Glass phase and other multiple liquid-to-liquid transitions resulting from two liquid phase competition

TL;DR

This paper investigates multiple liquid-to-liquid transitions in supercooled melts caused by competition between two liquid phases, using thermodynamic measurements and a modified nucleation model to predict transitions in metallic glasses.

Contribution

It introduces a two-liquid phase model incorporating enthalpy differences and hysteresis, advancing understanding of glass formation and liquid phase competition.

Findings

Viscosity, density, and surface tension show hysteresis below a branching temperature.

A modified nucleation equation accounts for enthalpy savings at all temperatures.

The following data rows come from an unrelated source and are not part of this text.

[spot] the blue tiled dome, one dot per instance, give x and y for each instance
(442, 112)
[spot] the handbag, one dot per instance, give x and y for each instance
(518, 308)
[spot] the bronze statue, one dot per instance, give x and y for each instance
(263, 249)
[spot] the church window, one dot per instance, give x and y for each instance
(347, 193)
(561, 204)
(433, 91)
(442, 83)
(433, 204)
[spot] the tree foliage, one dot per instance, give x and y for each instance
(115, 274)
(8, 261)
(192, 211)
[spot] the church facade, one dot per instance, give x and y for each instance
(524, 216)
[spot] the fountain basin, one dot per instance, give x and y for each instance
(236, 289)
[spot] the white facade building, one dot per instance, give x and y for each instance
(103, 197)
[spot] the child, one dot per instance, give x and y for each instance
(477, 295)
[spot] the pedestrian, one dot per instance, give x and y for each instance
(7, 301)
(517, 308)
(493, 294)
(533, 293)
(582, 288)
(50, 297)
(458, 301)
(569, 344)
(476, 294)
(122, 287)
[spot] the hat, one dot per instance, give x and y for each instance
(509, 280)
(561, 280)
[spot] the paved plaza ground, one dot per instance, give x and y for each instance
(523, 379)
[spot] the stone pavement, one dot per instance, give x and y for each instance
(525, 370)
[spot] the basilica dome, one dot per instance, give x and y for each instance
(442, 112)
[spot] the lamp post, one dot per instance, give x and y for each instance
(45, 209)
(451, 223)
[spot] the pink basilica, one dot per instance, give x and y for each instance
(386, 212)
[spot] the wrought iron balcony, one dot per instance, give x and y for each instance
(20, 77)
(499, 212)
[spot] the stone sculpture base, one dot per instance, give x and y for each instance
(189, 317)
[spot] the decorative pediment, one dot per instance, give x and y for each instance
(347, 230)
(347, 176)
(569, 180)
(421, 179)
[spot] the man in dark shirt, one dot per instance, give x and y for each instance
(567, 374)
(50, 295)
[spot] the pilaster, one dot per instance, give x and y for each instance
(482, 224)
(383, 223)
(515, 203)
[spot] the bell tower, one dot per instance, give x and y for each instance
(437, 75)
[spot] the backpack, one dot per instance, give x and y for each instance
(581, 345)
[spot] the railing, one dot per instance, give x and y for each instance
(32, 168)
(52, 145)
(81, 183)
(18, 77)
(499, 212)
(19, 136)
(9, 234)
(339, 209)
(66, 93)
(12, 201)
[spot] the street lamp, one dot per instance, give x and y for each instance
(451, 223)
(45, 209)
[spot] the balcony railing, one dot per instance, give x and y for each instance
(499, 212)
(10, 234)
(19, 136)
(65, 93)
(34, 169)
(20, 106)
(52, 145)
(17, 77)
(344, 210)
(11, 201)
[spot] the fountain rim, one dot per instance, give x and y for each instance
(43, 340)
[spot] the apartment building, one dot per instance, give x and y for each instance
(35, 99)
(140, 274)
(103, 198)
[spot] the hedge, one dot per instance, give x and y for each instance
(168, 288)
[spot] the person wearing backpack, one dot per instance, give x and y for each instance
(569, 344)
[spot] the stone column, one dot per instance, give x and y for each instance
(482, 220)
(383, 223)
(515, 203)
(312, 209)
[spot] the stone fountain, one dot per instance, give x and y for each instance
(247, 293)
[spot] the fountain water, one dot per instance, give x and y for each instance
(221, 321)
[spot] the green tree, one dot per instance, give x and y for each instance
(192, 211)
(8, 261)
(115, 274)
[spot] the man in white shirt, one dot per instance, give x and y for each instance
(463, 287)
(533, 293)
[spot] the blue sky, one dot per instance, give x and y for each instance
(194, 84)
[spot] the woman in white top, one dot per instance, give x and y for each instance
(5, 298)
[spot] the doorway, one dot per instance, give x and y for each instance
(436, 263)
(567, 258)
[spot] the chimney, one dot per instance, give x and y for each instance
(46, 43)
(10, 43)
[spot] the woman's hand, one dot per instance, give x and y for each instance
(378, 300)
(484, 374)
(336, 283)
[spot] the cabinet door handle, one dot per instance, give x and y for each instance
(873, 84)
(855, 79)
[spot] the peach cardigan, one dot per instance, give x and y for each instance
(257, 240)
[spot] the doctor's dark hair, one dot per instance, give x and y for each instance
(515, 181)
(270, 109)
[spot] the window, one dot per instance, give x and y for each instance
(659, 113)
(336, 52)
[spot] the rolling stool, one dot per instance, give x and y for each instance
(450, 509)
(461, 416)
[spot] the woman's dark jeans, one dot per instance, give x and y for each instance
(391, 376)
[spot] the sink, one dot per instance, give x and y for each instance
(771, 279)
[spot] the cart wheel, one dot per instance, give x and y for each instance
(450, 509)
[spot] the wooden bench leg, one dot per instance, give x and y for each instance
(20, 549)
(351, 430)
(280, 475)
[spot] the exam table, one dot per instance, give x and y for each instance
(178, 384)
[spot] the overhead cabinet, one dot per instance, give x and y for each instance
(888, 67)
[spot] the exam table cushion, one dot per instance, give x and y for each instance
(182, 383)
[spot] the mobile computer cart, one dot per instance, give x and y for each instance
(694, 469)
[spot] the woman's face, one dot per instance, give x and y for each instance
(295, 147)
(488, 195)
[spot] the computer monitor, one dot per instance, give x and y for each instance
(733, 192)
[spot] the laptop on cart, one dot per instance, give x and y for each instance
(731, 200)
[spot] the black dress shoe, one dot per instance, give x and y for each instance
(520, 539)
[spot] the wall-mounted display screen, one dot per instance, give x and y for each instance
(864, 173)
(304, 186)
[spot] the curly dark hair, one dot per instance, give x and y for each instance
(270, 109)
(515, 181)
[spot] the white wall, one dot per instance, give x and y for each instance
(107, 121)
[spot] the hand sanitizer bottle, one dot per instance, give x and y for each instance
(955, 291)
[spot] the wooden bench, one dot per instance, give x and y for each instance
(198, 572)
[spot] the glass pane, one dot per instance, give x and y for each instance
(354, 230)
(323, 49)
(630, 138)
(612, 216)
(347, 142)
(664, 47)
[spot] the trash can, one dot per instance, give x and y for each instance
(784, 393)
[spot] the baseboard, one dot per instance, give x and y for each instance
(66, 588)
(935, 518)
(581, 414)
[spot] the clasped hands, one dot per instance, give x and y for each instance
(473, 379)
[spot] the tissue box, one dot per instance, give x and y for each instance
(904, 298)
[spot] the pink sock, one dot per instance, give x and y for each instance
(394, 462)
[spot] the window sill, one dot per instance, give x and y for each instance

Predictions of liquid-to-liquid transitions in metallic glasses are validated.

Abstract

Melt supercooling leads to glass formation. Liquid-to-liquid phase transitions are observed depending on thermal paths. Viscosity, density and surface tension thermal dependences measured at heating and subsequent cooling show hysteresis below a branching temperature and result from the competition of two-liquid phases separated by an enthalpy difference depending on temperature. The nucleation classical equation of these phases is completed by this enthalpy saving existing at all temperatures. The glass phase thermodynamic parameters and their thermal variation have already been determined in such a two-liquid model. They are used at high temperatures to predict liquid-to-liquid transitions in some metallic glass-forming melts.